Inhalt

FG München, Urteil v. 05.06.2024 – 9 K 2314/23
Titel:

Gewährung von (Differenz-)Kindergeld

Normenketten:
EStG § 62 Abs. 1, § 65, § 70 Abs. 2, Abs. 3 S. 1
VO 883/2004 Art. 10, Art. 11 bis 16, Art. 12, Art. 68
FGO § 52d, § 115 Abs. 2, § 135 Abs. 1
AO § 9, § 367 Abs. 1 S. 1
Leitsätze:
1. § 70 Abs. 3 EStG betrifft die Fälle, in denen der zutreffende Sachverhalt der Familienkasse bekannt ist, sie die ihr bekannten Tatsachen jedoch rechtlich unzutreffend würdigt, oder ihrer Entscheidung irrtümlich einen unrichtigen Sachverhalt zugrunde legt (vgl. BFH-Urteil vom 26.07.2001, Az. VI R 163/00, BFHE 196, 274, BStBl II 2002, 174, BeckRS 2001, 24001098). (Rn. 29) (redaktioneller Leitsatz)
2. § 70 Abs. 3 Satz 1 EStG räumt der Familienkasse kein Ermessen ein, sondern regelt die Aufhebung oder Neufestsetzung als gebundene Entscheidung (vgl. BFH-Urteil vom 21.02.2018, Az. III R 14/17, BFHE 261, 210, BStBl II 2018, 481, BeckRS 2018, 14632). (Rn. 29) (redaktioneller Leitsatz)
Schlagworte:
Koordinierung von Familienleistungen bei Entsendung ins Inland, Anspruchskonkurrenz, Anspruch auf Kindergeld, Aufhebung, Arbeitnehmer, Differenzkindergeld, Einspruchsentscheidung, Ungarn, Prioritätsregelung, Wohnort, Wohnsitz, Einspruchsverfahren, Rente, Kindergeld, Familienleistung
Rechtsmittelinstanzen:
BFH München vom -- – III R 22/25
BFH München vom -- – III R 22/25
Fundstelle:
BeckRS 2024, 50193

Tenor

1. Die Einspruchsentscheidung vom 24. November 2023 wird aufgehoben. Im Übrigen wird die Klage abgewiesen.
2. Der Kläger trägt die Kosten des Verfahrens.

Entscheidungsgründe

I.
1
Der Kläger, ein ungarischer Staatsangehöriger, ist Vater der Kinder … Er lebt mit seinen Kindern und seiner Ehefrau, der Kindsmutter, in einem gemeinsamen Haushalt in Ungarn.

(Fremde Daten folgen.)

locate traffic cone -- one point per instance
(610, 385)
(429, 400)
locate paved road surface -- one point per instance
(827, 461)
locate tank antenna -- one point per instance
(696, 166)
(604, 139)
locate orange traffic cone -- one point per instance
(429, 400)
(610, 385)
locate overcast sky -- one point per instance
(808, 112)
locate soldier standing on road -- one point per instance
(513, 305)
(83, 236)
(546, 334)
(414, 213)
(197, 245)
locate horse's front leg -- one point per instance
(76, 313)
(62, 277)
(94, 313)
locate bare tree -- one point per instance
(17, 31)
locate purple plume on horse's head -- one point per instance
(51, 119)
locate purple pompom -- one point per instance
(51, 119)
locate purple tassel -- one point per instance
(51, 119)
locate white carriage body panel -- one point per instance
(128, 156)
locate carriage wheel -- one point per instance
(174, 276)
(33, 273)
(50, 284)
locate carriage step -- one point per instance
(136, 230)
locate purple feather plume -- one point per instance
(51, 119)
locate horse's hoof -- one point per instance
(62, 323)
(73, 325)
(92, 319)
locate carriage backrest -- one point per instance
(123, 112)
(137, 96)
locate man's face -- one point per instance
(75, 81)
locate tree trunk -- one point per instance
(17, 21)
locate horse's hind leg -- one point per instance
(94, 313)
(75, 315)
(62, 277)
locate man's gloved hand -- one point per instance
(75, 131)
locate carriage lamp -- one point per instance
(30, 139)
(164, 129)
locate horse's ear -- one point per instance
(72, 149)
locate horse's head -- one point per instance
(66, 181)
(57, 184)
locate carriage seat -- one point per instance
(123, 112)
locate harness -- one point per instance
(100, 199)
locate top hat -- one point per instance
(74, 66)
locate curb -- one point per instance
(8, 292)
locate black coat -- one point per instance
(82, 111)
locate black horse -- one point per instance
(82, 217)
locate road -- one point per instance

Seine Ehefrau ist nicht erwerbstätig. Sie hat Anspruch auf ungarische Familienleistungen (Familienbeihilfe) für … in Höhe von jeweils 16.000 HUF monatlich und für … in Höhe von 23.300 HUF monatlich.
2
Der Kläger wurde nach den Bescheinigungen A1 vom 18. Januar 2022 und 17. Januar 2023 von seinem ungarischen Arbeitgeber vom 3. Januar 2022 bis 2. Januar 2024 und vom 9. Januar 2023 bis 8. Januar 2025 zur Arbeit in die Bundesrepublik Deutschland (Deutschland) bei der … entsandt. Laut Meldebescheinigung der … vom 5. Mai 2022 wohnt er seit 1. Februar 2022 in einer Wohnung in der … Auf den Antrag des Klägers vom 8. Juli 2022 setzte die Beklagte (die Familienkasse) zunächst mit Bescheid vom 26. August 2022 (Differenz-)Kindergeld für die Kinder ab dem Monat Januar 2022 in Höhe von insgesamt 525,13 € monatlich fest.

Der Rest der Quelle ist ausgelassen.